Thursday, 23 July 2009
Fun at the Carrie Underwood ShowBy Ronni Prior of Rants By Ronni
For her birthday, my daughter gave me a present - a ticket to accompany her to a Carrie Underwood concert. I love Carrie Underwood. From the first time I heard the chorus to Before He Cheats, she had me.
I dug my keys into the side
Of his pretty little souped-up four-wheel drive;
Carved my name into his leather seats...
[NOT YOUR NAME, CARRIE! TELL ME YOU DIDN'T CARVE YOUR NAME!]
...Took a Louisville Slugger to both headlights,
Slashed a hole in all four tires...
Maybe next time he'll think before he cheats!
...Gonna save a little trouble for the next girl,
For the next time that he cheats
You know it won't be on me...
[BECAUSE HE'LL HAVE A RESTRAINING ORDER OUT ON YOUR BUTT!]
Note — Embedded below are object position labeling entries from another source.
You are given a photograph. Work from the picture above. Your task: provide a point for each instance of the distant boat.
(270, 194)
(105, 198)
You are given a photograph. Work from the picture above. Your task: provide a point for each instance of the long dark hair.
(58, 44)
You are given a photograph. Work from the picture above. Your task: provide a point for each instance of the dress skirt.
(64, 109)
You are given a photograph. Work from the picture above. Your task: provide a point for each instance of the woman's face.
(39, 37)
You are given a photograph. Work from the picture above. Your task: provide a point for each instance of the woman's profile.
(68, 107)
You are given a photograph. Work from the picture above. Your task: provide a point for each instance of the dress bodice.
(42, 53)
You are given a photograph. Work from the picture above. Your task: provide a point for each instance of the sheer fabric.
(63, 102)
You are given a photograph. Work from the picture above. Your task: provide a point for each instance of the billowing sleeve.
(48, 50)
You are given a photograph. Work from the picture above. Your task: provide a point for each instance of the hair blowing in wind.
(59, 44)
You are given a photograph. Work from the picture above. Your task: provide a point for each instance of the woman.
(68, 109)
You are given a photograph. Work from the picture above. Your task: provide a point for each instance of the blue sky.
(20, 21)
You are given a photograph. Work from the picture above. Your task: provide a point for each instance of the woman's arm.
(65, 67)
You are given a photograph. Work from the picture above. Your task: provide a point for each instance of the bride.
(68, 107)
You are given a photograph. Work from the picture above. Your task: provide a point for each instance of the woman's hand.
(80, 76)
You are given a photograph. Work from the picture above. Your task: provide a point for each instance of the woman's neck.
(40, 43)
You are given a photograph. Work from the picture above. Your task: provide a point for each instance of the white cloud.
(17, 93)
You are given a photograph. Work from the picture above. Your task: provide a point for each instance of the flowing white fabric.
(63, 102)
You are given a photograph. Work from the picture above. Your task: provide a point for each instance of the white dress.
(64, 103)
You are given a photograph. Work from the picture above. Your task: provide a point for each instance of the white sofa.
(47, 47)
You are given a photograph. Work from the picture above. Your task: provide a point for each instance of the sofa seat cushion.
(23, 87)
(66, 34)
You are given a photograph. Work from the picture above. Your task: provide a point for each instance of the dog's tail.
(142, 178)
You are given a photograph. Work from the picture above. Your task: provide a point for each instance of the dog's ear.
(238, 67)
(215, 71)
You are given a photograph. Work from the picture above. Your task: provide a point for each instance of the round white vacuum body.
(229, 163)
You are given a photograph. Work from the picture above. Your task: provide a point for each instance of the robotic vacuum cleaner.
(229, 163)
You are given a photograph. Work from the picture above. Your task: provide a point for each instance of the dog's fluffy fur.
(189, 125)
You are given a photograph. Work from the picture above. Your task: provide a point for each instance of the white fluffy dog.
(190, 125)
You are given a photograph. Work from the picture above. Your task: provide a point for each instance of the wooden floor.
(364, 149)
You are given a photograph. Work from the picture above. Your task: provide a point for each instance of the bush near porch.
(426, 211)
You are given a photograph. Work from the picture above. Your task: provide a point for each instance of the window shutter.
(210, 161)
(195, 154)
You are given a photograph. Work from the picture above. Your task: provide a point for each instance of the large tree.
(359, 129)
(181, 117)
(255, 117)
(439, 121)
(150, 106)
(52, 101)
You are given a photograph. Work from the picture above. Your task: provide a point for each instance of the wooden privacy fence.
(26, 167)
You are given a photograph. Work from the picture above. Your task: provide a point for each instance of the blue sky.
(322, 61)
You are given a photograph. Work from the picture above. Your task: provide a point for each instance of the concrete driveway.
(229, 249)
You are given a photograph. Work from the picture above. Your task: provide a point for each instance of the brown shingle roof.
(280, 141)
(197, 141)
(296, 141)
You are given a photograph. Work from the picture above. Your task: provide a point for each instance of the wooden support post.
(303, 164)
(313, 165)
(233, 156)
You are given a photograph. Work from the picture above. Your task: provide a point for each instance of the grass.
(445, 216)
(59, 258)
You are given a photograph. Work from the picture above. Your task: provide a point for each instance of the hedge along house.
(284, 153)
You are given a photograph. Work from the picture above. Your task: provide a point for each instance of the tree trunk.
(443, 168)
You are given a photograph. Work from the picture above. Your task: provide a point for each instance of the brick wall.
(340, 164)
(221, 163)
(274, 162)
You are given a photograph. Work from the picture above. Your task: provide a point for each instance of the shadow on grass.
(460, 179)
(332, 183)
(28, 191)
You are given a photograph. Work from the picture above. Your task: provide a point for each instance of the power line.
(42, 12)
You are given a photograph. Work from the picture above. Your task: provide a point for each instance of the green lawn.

Anyway - I love this song and almost everything else the girl sings.
So, we're sitting there and there's a group behind us that includes a very loud and obnoxious woman who is complaining about the seats, the crowd, the lights and everything else. She had (she said) just got back from vacation in Europe (dahling) and Texas was just so – so - rural, provincial and generally unsophisticated. She leaned over to her companions and said, "How do you like my earrings? I got them in Switzerland!"
Dearly Beloved, I had had enough.
I leaned into my daughter's ear and said (loudly), "How do you like my earrings? I got them at Walmart!"
In between chuckles, she answered, "You're gonna burn in hell!"